Researchers identify gene associated with muscular dystrophy-related vision problems

Blood vessel formation in the retina is controlled by FRG1, a gene linked to facioscapulohumeral muscular dystrophy

April 21, 2009, Cambridge, UK - Skeletal muscle disease and vision deficits might seem unrelated, but a frog model of muscular dystrophy shows it is not such a leap.

Facioscapulohumeral muscular dystrophy, or FSHD, is the world's third most common type of muscular dystrophy. It is characterized by progressive skeletal muscle weakening in the face, shoulders, and upper arms. Over half of FSHD patients (also known as Landouzy-Dejerine syndrome) also have abnormal blood vessels in the back of the eye, which can cause vision problems.

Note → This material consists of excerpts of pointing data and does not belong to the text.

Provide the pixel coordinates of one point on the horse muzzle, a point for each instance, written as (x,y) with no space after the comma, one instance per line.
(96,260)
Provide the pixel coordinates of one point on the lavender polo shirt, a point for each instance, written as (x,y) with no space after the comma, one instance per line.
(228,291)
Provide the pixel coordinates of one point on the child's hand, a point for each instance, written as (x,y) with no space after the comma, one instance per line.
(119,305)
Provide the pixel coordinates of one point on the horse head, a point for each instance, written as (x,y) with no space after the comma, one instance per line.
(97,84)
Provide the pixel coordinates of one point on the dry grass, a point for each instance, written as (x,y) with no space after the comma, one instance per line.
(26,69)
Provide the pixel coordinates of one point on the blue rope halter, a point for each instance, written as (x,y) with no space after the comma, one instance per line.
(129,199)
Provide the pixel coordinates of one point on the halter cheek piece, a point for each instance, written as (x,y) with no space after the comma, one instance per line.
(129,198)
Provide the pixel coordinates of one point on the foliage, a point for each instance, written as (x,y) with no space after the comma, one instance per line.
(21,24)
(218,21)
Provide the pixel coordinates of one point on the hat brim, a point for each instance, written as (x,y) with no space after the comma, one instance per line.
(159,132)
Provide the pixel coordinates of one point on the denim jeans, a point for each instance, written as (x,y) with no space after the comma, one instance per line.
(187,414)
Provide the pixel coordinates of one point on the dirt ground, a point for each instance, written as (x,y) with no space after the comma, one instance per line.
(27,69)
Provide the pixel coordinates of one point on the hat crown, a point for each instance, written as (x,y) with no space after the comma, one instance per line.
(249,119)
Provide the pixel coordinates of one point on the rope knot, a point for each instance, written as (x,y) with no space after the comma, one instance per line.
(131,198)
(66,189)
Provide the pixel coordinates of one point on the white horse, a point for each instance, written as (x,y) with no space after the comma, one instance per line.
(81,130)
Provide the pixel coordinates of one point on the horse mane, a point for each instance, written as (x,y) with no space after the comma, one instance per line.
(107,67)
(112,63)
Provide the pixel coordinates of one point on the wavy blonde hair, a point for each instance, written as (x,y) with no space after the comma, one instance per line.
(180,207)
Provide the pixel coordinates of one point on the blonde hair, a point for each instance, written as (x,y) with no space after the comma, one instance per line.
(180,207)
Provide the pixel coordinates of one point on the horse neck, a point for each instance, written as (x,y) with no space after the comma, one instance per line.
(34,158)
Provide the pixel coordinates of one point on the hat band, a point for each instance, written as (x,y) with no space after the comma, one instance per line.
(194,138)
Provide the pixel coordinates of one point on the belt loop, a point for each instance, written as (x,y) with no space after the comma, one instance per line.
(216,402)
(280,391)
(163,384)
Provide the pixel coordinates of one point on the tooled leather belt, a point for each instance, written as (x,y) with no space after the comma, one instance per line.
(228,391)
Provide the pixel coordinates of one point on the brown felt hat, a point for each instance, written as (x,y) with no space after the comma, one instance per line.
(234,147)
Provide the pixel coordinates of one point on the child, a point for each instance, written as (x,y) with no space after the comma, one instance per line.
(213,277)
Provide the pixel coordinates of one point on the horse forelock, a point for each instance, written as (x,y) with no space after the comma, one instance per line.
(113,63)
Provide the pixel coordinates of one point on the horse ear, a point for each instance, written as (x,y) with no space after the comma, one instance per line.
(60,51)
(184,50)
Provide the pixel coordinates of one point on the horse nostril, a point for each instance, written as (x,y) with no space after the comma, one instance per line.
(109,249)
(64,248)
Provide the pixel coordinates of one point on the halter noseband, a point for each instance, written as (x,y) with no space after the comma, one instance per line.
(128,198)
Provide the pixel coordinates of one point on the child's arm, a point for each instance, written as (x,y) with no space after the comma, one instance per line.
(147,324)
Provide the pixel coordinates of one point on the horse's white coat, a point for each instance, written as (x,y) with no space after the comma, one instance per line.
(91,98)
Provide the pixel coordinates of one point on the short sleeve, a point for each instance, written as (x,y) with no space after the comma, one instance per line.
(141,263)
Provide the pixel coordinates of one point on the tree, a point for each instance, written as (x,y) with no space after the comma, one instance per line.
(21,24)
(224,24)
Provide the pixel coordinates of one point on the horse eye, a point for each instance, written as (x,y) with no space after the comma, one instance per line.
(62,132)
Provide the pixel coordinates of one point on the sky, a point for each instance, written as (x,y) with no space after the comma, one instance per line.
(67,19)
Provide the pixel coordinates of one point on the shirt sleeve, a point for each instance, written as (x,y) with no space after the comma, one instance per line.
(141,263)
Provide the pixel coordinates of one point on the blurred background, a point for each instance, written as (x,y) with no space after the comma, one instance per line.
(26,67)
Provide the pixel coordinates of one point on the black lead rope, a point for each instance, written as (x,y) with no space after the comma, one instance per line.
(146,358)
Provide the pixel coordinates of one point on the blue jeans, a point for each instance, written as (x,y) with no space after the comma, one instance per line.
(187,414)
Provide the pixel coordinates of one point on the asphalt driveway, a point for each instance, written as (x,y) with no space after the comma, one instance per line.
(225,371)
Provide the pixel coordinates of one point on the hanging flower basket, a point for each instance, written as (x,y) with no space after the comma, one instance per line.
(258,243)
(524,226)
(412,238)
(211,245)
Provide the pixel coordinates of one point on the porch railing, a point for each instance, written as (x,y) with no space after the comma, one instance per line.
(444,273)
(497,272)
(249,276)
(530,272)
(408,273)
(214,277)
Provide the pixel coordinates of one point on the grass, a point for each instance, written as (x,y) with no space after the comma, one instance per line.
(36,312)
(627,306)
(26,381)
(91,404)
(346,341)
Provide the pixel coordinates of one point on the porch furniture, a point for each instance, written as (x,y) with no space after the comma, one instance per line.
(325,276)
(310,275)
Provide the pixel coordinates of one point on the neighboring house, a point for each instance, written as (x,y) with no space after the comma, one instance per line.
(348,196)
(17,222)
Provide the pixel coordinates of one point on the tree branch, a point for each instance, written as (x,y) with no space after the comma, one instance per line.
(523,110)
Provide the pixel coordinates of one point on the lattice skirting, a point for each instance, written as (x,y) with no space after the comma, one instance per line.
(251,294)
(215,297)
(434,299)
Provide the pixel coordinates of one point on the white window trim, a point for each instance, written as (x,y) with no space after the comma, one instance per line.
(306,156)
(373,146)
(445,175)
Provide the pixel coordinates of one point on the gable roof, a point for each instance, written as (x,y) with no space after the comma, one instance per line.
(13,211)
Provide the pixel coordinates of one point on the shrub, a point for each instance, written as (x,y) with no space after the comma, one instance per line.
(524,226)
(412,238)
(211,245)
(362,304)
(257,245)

Over 95% of FSHD patients carry a genetic abnormality proposed to affect expression of the FRG1 gene, and previous studies of FRG1 in frogs demonstrate that it is important for skeletal muscle development. Therefore, University of Illinois scientists investigated the possibility that the FRG1 gene might also be responsible for the blood vessel abnormalities in FSHD patients' eyes. Their report published in Disease Models & Mechanisms (DMM), describes how they examined the FRG1 gene in the frog and found the protein that it encodes for is highly expressed in blood vessels. Additional experiments show that normal FRG1 protein expression is important for blood vessel growth and organization.

Previous work linked aberrant FRG1 expression to the skeletal muscle defects of FSHD, and this study shows that FRG1 expression similarly contributes to abnormal blood vessel growth in the retina. Thus, the FSHD mutation, by affecting expression of the FRG1 gene may contribute to both the skeletal muscle and visual deficits associated with FSHD pathology. This study supports the idea that FRG1 expression is a main cause of this type of muscular dystrophy and might be an important target for therapeutic intervention.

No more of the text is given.